Photos : Anouar Hendrixx

MICHAEL CANITROT – PASSION ELECTRO

Depuis ses premiers pas dans les grands clubs parisiens au Monumental Tour, en passant par les soirées itinérantes « So Happy in Paris », Michael Canitrot a plus d’un tour dans ses bacs de vinyles. Ainsi, il est DJ, producteur mais aussi créateur d’évènements. Le secret ? Du travail, de la curiosité mais surtout une affaire de passion ! Pour RIFFX, il partage quelques souvenirs.

 

Michael, avant de parcourir le monde pour faire danser les foules, quel jeune ado étais tu ?

J’étais un jeune plutôt curieux, toujours en train d’écouter de la musique, d’imaginer des histoires, de rêver de voyages et de découvrir le monde.

J’ai grandi à la campagne, une vraie chance. Je jouais au foot avec les copains, j’explorais la forêt à vélo autour de chez moi… et puis, il y avait la musique, toujours là, du matin au soir, comme une bande-son qui m’accompagnait partout et qui fait encore partie de moi aujourd’hui.

Quand as-tu découvert la musique électronique ?

Assez jeune, à la fin des années 90/début des années 2000, avec le premier album des Daft Punk Homework ou encore les disques d’Erick Morillo et de Masters at Work. Le groupe Daft Punk faisait partie de mes artistes préférés aux côtés des groupes de rock de l’époque tels que Nirvana, Oasis ou Radiohead.

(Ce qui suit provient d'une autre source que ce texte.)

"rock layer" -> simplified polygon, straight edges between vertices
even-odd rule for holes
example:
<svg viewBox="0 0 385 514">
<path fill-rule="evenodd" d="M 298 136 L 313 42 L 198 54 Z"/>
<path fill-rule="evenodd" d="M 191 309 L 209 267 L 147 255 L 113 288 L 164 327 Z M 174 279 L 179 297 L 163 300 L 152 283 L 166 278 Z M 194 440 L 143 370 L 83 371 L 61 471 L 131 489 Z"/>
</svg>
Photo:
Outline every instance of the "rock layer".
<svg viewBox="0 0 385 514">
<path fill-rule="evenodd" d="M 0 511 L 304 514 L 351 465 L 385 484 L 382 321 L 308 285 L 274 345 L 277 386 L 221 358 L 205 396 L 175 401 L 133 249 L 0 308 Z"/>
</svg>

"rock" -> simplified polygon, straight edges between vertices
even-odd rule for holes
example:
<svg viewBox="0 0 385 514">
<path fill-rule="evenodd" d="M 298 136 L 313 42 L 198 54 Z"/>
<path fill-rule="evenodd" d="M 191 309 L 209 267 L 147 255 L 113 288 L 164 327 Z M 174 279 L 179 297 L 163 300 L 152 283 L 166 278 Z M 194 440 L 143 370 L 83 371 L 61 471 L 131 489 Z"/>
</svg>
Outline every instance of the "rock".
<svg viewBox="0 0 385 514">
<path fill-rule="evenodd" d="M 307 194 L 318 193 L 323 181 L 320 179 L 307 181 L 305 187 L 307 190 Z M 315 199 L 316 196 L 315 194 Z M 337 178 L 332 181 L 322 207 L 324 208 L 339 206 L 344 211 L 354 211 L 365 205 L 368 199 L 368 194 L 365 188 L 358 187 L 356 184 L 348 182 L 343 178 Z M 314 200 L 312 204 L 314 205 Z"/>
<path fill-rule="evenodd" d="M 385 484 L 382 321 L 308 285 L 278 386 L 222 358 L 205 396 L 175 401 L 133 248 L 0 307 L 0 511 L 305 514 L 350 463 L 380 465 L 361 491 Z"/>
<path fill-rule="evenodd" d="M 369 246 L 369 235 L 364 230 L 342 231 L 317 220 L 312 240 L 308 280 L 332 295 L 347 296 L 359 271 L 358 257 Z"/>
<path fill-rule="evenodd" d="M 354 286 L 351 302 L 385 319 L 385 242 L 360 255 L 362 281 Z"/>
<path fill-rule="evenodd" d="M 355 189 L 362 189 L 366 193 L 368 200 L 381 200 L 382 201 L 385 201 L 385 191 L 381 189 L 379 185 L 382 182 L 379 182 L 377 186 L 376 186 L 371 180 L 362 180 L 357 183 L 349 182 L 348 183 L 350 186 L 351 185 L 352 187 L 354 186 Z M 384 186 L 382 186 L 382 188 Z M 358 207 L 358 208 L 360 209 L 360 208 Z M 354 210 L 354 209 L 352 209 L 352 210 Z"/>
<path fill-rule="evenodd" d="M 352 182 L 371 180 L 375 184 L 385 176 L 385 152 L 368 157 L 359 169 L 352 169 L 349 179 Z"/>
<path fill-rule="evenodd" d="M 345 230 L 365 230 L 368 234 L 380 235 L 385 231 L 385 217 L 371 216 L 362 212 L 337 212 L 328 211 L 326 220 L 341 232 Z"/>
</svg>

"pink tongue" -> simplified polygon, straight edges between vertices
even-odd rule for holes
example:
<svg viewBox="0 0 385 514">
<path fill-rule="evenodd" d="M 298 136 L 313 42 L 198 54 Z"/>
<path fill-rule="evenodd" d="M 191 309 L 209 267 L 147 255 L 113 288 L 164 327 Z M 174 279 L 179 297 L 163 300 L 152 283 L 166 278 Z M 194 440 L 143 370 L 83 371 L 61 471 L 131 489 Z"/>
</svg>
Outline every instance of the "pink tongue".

Et dès que mon âge m’a permis d’aller en club, au Queen à Paris en particulier, j’ai vraiment ressenti la puissance de cette musique.

A quel moment as-tu su que tu voulais en faire ton métier et comment cela s’est-il concrétisé ?

Plus jeune, je voulais être footballeur, ou travailler avec les animaux, donc rien à voir (rires). Mais petit à petit, la musique s’est imposée comme une évidence.

Dans mon adolescence, je m’identifiais déjà aux DJs, notamment ceux de la « French Touch », tels que DJ Yellow, Bob Sinclar, DJ Grégory ou encore Martin Solveig. L’esthétique et l’énergie de ce courant musical m’ont beaucoup inspiré.

Dès ma majorité, j’ai lancé mes premières soirées So Happy in Paris, et j’ai su que c’est vraiment ça que je voulais faire, que j’en ferait mon métier. Recevoir l’énergie du public m’a donné confiance et l’envie d’aller plus loin. J’ai donc commencé à produire mes propres morceaux et, avec le temps et beaucoup de travail, j’ai eu la chance de jouer à l’étranger et de mixer lors de grands évènements, comme le Festival de Cannes.

 

Michael CANITROT – Icon


Michael CANITROT feat Yana Mann – Lost in the Dark


En 2019, tu lances le projet Monumental Tour, un concept innovant pour mettre en valeur les joyaux du patrimoine. As-tu toujours été attiré par les grands bâtiments historiques ?

Oui, depuis longtemps l’architecture et l’histoire me fascinent. Je trouve magique de pouvoir les associer à la musique et aux nouvelles technologies. Ça crée une émotion unique et très puissante.

Un conseil pour les DJs en herbe qui nous lisent ?

Restez curieux, travaillez vos propres mixs et vos sons, entourez vous de personnes de confiance, et surtout amusez vous ! La passion, c’est la meilleure des énergies.

 

Michael Canitrot et toute l’équipe du Monumental Tour s’invitent au Château de Chambord pour un évènement inédit le vendredi 19 septembre 2025 à l’occasion des Journées européennes du patrimoine. Un show hors-norme mêlant musique électronique, vidéo mapping et spectacle de lumières XXL en partenariat avec le Crédit Mutuel.